A parent should help but let their child explore the options themselves, Alexander adds. “Leave space consciously for them to generate ideas because this will help them feel powerful in a vulnerable situation - to realise that all is not lost. ‘What else is possible?’ Is a good question is ask.”
Danuta Tomasz, assistant director of education for private school group Cognita Schools, says there’s a practical reason for parents to stand back when A-Level results and universities are concerned, too.
“The advice is for parents not to get involved,” she says. “Admissions tutors prefer to talk to the students directly, for lots of reasons - one is because they are 18 and an adult, so they should be able to pick up the phone and make these calls, but more practically, it’s fast moving and they want to make quick decisions to fill empty places up, and a parent can be an intermediary and that just slows the whole thing down.”
Talking to friends and other parents
If they are embarrassed about their results, talking to their peers could be hard. It could be good to rehearse this in advance, says Halsey.
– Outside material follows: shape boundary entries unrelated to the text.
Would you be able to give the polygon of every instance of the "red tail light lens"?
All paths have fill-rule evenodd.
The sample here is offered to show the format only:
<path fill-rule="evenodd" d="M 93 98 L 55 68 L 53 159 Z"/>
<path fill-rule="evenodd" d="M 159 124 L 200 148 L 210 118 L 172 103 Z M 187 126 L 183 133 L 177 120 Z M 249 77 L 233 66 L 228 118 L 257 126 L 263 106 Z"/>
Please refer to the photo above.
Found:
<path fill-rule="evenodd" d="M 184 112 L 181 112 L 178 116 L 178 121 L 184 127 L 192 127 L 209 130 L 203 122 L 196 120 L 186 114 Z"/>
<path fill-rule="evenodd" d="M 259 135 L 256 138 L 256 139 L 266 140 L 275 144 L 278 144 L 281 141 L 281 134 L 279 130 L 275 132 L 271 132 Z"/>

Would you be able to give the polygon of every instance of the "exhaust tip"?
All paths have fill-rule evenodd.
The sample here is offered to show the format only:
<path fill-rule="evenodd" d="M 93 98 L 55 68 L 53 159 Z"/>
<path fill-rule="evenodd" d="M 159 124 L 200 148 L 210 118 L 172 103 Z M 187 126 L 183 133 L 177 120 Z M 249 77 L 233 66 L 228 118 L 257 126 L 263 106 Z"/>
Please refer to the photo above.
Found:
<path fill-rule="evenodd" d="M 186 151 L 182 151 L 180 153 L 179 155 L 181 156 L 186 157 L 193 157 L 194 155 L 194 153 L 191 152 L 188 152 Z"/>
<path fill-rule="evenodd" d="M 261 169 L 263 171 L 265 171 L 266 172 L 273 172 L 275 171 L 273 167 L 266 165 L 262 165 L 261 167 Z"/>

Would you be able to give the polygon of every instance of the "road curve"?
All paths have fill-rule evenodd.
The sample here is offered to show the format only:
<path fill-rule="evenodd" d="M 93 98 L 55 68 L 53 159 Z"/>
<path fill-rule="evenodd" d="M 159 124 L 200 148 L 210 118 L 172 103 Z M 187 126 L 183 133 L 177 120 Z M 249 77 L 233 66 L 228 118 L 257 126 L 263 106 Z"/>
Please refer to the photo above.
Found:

“Talk through how you are going to frame it to their friends, and say don’t worry - they will have done poorly in one section or other, nobody’s perfect.”
Freegard adds: “Real friends should support not mock, but if your child falls short of their friend’s grades then they will feel embarrassed. Encourage your child to be confident in their choices. If they are retaking, they can say: ‘Yes, it wasn’t what I wanted this time but life is a marathon, not a sprint, so I will get what I want need next time.’
“If they’ve decided on a non-academic route, point to the dozens of top entrepreneurs who barely have a qualification between them such as Richard Branson, Dragon’s Den start Deborah Meaden, Dame Vivienne Westwood and jeweller Laurence Graff who is worth £2bn.”
It’s also important not to share your child’s results with parents of their peers without their permission, says Halsey: “It’s their information to share or to give you permission to share.”
Don’t forget to look after yourself
Most importantly, make sure you don’t lose hope yourself - talk to friends or family if you are disheartened yourself.
Remember your own experience when you were young, says Freegard: “Think back to when you were doing exams - the pressure and weight of expectation is a lot for young shoulders to bear. This is about their life, not yours, so let them walk their own path in life. You may feel down but it isn’t helpful and will really hurt your child at a time when they are struggling.
“Instead, get educated yourself about modern career paths. Most parents tend to assume going to uni is the best route into work but this is no longer true. The world of work is changing fast so experience now counts for as much - if not more than - a degree.”
Correction: This article was amended to correct a misattributed quote.